É impossível escapar deles: ao navegar nas redes sociais, assistir à TV e até conferir livros de autoajuda ou filmes no cinema lá estão os famigerados “influenciadores”. Na última década, a categoria tornou-se a cara do vazio e da superficialidade da era digital, ao vender estilos de vida supostamente autênticos no Instagram, Facebook ou TikTok — e tome foto com bichinho, novo look clicado de forma “espontânea” num iate e textões “sinceros” sobre tudo. Mina de ouro para a publicidade, com sua capacidade aparentemente infinita de atrair milhões de seguidores, essas celebridades enriqueceram e ganharam poder para além dos cliques — chegaram ao topo do mundo, enfim. Mas começam a surgir sinais concretos de que o excesso de hedonismo e inconsequência no uso desse poder agora cobra sua fatura: o reinado dos influencers está em xeque — e não apenas no Brasil.

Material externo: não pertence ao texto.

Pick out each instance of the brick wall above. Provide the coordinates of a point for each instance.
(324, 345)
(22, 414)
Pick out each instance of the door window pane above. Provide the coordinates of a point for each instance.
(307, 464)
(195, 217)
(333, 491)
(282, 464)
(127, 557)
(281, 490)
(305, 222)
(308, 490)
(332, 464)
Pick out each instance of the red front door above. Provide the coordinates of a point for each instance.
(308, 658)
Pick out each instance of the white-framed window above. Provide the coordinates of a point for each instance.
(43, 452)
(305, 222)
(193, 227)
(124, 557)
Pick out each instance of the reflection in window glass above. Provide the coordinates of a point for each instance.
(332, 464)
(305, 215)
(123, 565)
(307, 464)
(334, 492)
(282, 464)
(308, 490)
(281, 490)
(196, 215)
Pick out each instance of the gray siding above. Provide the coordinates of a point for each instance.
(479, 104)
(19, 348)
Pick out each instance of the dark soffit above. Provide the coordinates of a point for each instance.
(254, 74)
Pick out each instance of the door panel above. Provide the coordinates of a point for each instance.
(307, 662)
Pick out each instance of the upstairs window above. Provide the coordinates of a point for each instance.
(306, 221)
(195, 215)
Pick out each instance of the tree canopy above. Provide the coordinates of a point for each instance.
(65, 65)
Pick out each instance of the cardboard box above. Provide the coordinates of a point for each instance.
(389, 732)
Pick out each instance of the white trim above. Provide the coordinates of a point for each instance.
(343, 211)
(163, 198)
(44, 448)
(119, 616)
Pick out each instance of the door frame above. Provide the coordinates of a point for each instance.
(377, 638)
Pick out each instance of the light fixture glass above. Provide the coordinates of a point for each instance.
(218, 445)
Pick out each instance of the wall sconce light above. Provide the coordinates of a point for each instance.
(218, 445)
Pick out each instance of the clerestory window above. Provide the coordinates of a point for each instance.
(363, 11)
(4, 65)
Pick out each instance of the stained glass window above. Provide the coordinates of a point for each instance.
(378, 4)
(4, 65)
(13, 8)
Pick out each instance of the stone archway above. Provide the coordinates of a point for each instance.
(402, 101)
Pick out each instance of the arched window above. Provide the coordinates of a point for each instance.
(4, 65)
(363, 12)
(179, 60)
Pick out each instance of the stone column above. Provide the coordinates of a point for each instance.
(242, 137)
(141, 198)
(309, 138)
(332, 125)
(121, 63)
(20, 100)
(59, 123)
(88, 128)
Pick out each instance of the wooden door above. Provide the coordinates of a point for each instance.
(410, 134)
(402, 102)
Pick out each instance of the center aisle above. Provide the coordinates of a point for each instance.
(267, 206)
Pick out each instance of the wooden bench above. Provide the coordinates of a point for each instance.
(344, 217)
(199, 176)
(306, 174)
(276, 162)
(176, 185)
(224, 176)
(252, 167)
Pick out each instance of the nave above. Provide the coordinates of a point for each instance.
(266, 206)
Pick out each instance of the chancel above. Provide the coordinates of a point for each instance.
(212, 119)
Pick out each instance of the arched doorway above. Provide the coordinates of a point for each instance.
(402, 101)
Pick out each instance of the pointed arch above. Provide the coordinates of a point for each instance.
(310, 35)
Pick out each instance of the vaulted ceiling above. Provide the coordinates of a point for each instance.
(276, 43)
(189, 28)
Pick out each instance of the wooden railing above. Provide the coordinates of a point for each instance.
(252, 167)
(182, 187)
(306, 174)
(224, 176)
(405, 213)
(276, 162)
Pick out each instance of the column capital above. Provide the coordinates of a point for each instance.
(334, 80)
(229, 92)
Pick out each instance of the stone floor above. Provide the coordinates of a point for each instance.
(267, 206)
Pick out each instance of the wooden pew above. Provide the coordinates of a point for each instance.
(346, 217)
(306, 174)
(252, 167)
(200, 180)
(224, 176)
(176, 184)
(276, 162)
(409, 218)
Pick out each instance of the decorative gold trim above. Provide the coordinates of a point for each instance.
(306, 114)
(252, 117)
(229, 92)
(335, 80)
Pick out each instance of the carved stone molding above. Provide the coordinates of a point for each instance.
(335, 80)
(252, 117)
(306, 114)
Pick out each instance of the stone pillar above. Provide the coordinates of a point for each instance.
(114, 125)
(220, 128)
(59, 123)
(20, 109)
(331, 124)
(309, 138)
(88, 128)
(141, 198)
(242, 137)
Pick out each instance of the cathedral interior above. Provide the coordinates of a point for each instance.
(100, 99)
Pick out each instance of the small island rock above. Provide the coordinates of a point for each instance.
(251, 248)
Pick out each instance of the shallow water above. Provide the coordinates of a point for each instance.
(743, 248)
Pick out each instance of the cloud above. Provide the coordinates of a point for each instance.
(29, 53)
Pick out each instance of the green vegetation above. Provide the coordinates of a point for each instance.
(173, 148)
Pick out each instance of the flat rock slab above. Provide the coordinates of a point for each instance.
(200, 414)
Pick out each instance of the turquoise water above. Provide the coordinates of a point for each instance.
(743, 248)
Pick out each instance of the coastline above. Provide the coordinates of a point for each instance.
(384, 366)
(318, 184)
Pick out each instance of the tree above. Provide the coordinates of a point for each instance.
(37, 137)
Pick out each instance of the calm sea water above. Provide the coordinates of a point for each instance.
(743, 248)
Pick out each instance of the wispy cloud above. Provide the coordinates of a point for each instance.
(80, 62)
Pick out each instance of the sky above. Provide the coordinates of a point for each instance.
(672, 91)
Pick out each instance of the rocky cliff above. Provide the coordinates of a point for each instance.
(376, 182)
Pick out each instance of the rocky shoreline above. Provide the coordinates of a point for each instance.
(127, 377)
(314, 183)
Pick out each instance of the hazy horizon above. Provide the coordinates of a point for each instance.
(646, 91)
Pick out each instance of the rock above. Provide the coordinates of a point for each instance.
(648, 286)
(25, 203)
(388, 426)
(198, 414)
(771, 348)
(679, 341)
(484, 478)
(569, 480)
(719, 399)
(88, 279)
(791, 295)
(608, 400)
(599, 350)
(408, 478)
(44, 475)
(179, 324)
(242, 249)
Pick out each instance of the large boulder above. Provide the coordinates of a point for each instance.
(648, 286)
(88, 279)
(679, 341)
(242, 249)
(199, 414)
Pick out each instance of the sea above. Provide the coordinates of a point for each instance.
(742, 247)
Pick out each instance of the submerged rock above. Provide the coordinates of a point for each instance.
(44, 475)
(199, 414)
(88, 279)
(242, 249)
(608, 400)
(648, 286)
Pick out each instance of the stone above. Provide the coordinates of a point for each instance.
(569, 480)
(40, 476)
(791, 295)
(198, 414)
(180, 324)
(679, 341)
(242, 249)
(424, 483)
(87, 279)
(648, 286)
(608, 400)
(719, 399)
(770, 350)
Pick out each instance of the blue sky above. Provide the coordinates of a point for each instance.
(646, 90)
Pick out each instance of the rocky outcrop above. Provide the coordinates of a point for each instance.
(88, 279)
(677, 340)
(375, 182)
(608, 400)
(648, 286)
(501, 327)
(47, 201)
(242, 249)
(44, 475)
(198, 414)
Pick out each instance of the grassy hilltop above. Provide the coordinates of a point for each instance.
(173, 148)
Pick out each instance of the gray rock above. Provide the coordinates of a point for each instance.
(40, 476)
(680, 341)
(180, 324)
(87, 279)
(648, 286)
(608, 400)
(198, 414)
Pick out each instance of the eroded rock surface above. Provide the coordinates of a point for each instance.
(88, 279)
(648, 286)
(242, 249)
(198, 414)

Uma das provas mais recentes das rachaduras na imagem dessas figuras vem do exterior. Blogueira desde 2009, a italiana Chiara Ferragni construiu uma fortuna de 530 milhões de reais com compartilhamentos sobre sua rotina. Atraía quase 30 milhões de seguidores no Instagram até dezembro, quando sua credibilidade ruiu com um escândalo: em campanha para uma marca de doces, a empresária de 36 anos alegava que todas as vendas seriam revertidas para um hospital infantil, mas o saldo de 1 milhão de euros (5,3 milhões de reais) acabou embolsado pela marca e por Chiara. O caso resultou numa multa milionária por práticas comerciais lesivas, na fuga de parceiros importantes como a Coca-Cola, além da perda de mais de 151 000 admiradores no último mês.
No Brasil, polêmicas parecidas estão se tornando cada vez mais frequentes, com um reflexo direto no mercado da frivolidade digital. Um exemplo disso é o levantamento exclusivo do instituto AtlasIntel para VEJA que examinou a confiança das pessoas nos influenciadores digitais. Na pesquisa com quase 1 700 pessoas de todas as regiões, 40% dos entrevistados dizem que acompanham a turma — mas apenas 26,5% confiam neles. Outro dado eloquente é que somente 21,7% já compraram algo divulgado por um blogueiro (leia o quadro). É compreensível: em uma indústria sem transparência, o marketing de influência vem despertando desconfiança crescente.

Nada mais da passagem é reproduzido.